Not that I didn’t think the film was good. I did, just not great. I found the scene where Justin hears Tessa say something to the effect of “is the purpose of this relationship just to keep producing dead babies” to be forced and manipulative. Conversely I found the scene where the Nigeria police try to frighten Justin and his diplomat friend only to have the tables turned when he asks for the officer’s name to be genius.
It’s nice to know that I am not the only one who didn’t love that film.
September 17th, 2005 at 4:14 am
“I disagree with your second posting. I laughed out loud after reading your first.

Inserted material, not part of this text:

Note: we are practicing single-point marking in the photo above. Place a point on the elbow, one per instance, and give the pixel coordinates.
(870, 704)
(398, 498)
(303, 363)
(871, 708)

Or, was the second posting tongue-in-cheek and I missed the joke? “
Fred, it was a bit of both: I was partially apologising just incase it annoyed somebody, but it was tongue-in-cheek, really… :P
June 15th, 2006 at 7:43 am
hey sir john,
i knew you wrote the screenplay for big fish. that’s my most favorite of my favorite movies. but i only knew your screenwriting credits include the charlie’s angels movies when brian herzlinger interviewed you in his “my date with drew” documentary. i’m so surprised when i discovered that.

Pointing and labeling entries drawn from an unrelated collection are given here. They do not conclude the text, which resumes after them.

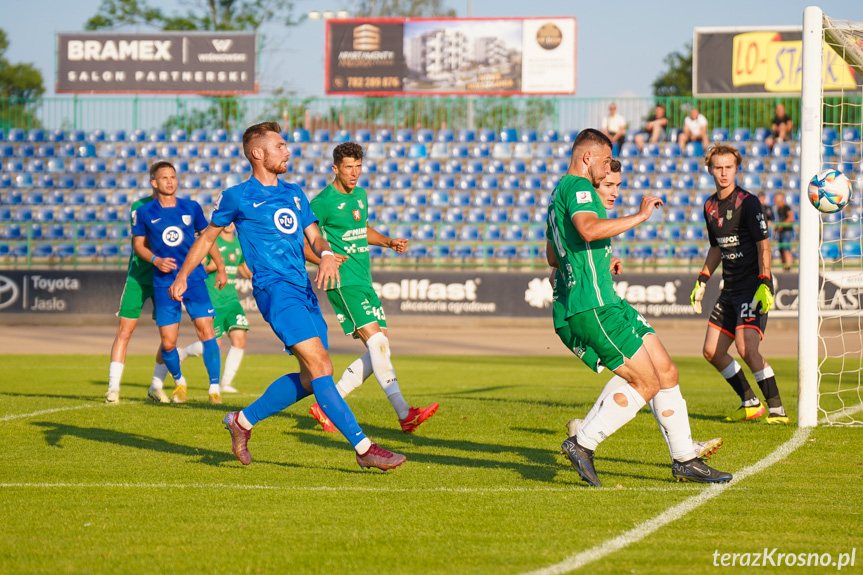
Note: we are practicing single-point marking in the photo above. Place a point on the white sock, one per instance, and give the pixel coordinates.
(160, 373)
(610, 386)
(115, 372)
(355, 374)
(232, 364)
(610, 417)
(670, 411)
(194, 350)
(379, 352)
(243, 422)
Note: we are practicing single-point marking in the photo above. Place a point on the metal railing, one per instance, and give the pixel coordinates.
(351, 113)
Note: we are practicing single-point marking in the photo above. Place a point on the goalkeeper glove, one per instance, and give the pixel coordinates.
(764, 294)
(698, 292)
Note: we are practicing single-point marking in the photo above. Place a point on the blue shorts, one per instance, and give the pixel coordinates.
(196, 299)
(293, 312)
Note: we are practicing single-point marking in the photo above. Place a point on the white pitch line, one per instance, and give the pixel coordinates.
(311, 488)
(644, 529)
(43, 412)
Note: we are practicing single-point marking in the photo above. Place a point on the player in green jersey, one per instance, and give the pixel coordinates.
(230, 318)
(608, 191)
(625, 343)
(138, 289)
(342, 211)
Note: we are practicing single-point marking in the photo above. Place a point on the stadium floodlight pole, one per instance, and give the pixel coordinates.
(810, 164)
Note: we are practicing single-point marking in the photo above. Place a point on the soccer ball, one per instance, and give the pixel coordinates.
(829, 191)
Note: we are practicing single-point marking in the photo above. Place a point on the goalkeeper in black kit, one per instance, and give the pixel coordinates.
(737, 231)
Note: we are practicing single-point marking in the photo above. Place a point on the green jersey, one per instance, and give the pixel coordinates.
(585, 266)
(139, 270)
(232, 255)
(344, 222)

it’s just amazing because the two films are different in nature (hmmm.. how do you call that in film lingo?), but i think you did good in both films. oh, let me repeat that, you did best in big fish. and i could say that again and again.

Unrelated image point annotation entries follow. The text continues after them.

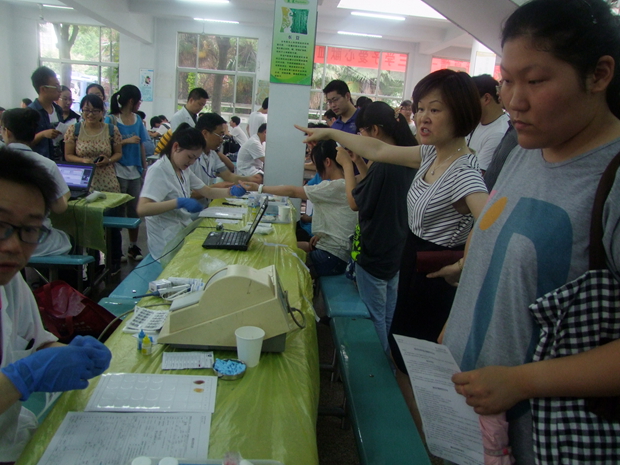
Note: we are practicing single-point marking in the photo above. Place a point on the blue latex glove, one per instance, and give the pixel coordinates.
(59, 369)
(191, 205)
(237, 190)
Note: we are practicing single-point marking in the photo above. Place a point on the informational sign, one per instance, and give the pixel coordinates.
(294, 32)
(146, 84)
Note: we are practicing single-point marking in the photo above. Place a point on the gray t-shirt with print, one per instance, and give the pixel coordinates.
(531, 238)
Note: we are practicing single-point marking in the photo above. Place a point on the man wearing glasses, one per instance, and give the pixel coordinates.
(31, 359)
(338, 99)
(48, 88)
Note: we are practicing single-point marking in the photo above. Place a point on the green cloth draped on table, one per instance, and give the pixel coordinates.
(268, 414)
(84, 221)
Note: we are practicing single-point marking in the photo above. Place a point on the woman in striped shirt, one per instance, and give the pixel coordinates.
(445, 198)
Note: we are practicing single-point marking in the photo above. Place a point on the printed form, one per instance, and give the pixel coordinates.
(451, 427)
(116, 439)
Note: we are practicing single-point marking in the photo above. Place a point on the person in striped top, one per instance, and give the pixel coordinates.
(445, 198)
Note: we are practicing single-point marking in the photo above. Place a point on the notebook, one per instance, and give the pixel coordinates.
(78, 177)
(234, 240)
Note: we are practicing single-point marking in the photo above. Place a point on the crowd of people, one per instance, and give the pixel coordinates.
(454, 213)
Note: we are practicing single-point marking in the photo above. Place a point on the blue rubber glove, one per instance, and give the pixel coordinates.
(237, 190)
(191, 205)
(59, 369)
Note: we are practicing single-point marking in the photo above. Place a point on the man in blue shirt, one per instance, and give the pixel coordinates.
(47, 86)
(338, 98)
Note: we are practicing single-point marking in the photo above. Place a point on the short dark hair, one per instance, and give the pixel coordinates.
(25, 171)
(41, 76)
(486, 84)
(459, 94)
(187, 137)
(578, 32)
(209, 121)
(382, 115)
(363, 101)
(337, 86)
(22, 122)
(94, 100)
(323, 150)
(98, 86)
(197, 93)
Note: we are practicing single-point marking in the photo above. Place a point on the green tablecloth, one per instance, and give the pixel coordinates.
(84, 221)
(268, 414)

by the way, i’m a 20-yr-old fresh graduate from the philippines and i would like to be a screenwriter with a purpose to do something as memorable as big fish. so i have a few questions i wish you would find time to respond to.
1 were you asked to do the screenplay or did you choose to make something of the novel? 2 i haven’t read the novel. was your screenplay completely inspired from that or did you and tim burton also incorporated your ideas? 3 do you prefer writing a screenplay out of your own story? how does writing a screenplay from somebody else’s story work? are your own ideas put aside? 4 why are screenwriters not given as much credit as directors? i think they do equal imagining and creating, or even more.
i’m wishing you more big fish to deal with.
September 1st, 2007 at 7:15 pm
Ivi, Yeah I. R., quit trying to squeeze poor John. He has no time to help you. John is busy trying to squeeze blood INTO a turnip. You know, make a nine a 10. The guy has talent, has it all really, but no nads when it comes to reaching down and picking up pieces that aren’t his. Not afraid to ask the audience for nine dollars though to fertilize his L.A. dreams. Questions or help saught that does not play to his creation, his agenda. you can salt that pig down and forget it son. Put a fork in it. I wrote him an e-mail crazy crooked with ed. sullivan type ‘Really Big, really really big show’ curtain call cred. He’s afraid to touch down into the field of dreams. When you’re full of ”’legal-shmegal”’ worries that someone from the patch might ”plow you” you water your own and leave the rest to wrath. Sorry charlie and I don’t mean ‘Angels’. Keep writing though. Someone else on this blog might jump off their high horse to help you with some creative answers. Good luck i. r. jaggedlegsix@yahoo.com
September 1st, 2007 at 7:29 pm
Ivi, A bit more for the record. A screenwriter is someone who takes the brilliant work of someone else that can light up a day and turns it into something the size of the bottom of a coke bottle that if he’s lucky may, just may fill a room with speculation. Nothing more nothing less. A great screenwriter ‘in his own words’ told the sun “rise”, forced the tide to “go out and stay out” and won the wager that he could do both simultaneously. So which one do you think John is? If you said “dunno” you’re right.